Ao assumirem esta postura, muitos pesquisadores acabaram por ignorar parte substancial das motivações que levaram Cantor a não se preocupar, por exemplo, em construir um modelo axiomático formal para a sua teoria38.

Exemplo disso é que um dos principais alvos de ataque à teoria naïve é, entre outros, sua base, qual seja, a definição de conjunto fornecida nos Grundlagen. É, vez por outra, denunciada a fragilidade dessa definição, suscitando uma controvérsia acerca do que pode e do que não pode ser considerado uma coleção, uma totalidade, ou mesmo sobre aquilo que pode conferir significado ao termo objeto.
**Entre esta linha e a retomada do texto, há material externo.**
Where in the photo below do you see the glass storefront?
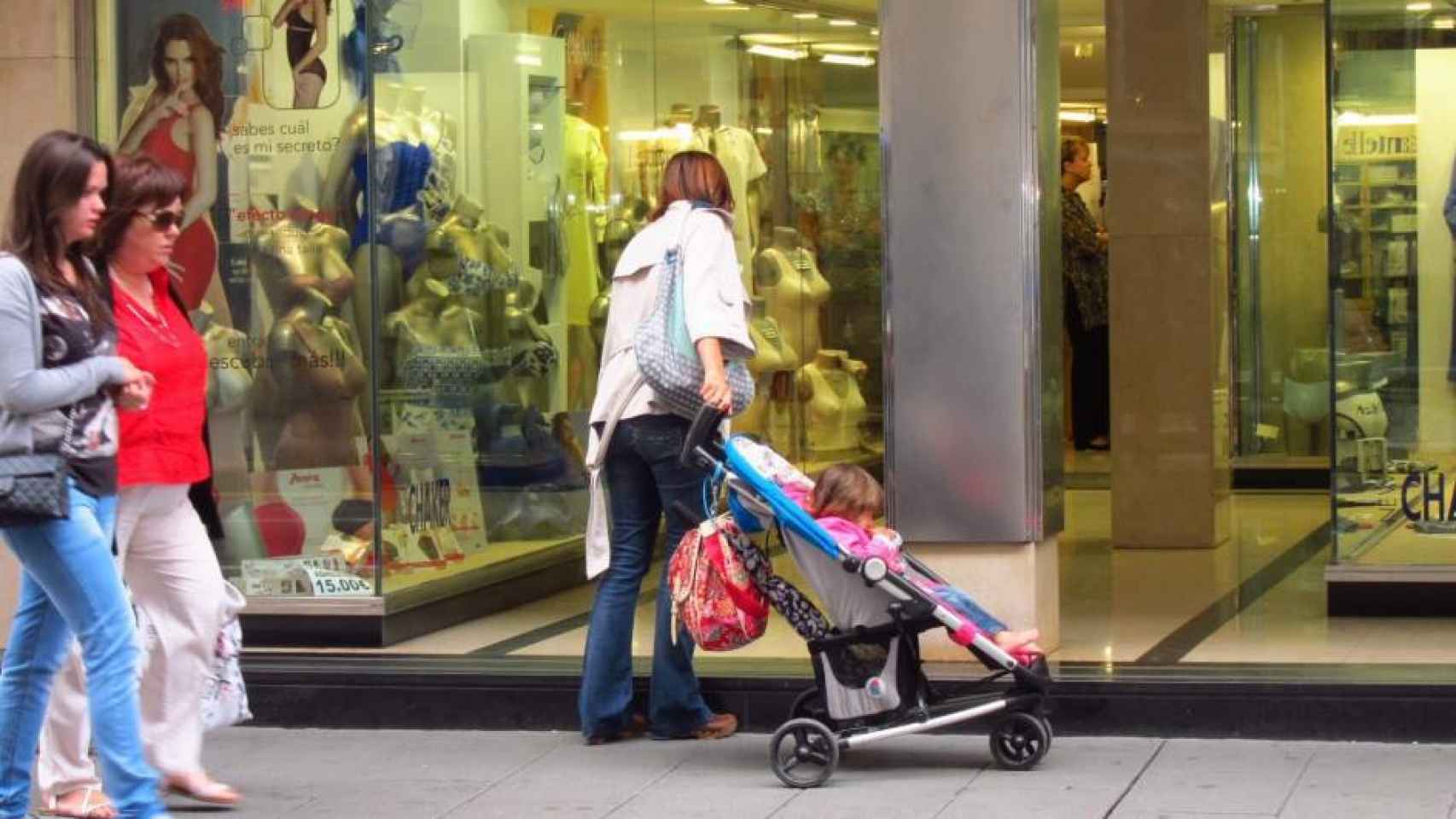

Além disso, a definição dos Grundlagen limita a concepção de conjunto somente àqueles objetos que podem ser reunidos, como uma coleção totalizada, em nossa intuição ou pensamento. Não é necessário dizer que isto limita a classe dos conjuntos somente àquilo que nos é acessível ao intelecto. E saber o que nos é acessível ao intelecto, por si só, já representa uma acirrada e muitas vezes infrutífera disputa filosófica. Por outro lado, o conjunto vazio pode não ser contemplado por esta definição, já que para todo conjunto é pressuposta uma coleção de objetos definidos.

Há ainda, na definição de 1883, o uso explícito dos termos “pensamento” e “intuição”, o que, também, justificaria longas discussões. Não é de espantar que matemáticos e filósofos considerem a definição dos Grundlagen como problemática e fonte de polêmicas intermináveis.

Como se todas estas dificuldades ainda não fossem suficientes, ainda existe a polêmica em torno das antinomias, derivadas de uma leitura axiomatizada da concepção

naïve da teoria de conjuntos. Assim, para os críticos mais ácidos, e entre eles encontramos Kronecker e Poincaré, essa definição dos Grundlagen deixou de ser estéril para se tornar fértil em inconsistências39.

38 Ver Viero 1997, p.7-109 39

Para a obtenção de uma prova da inconsistência da teoria naïve a partir da perspectiva axiomática ver Viero 1997, p.51-52.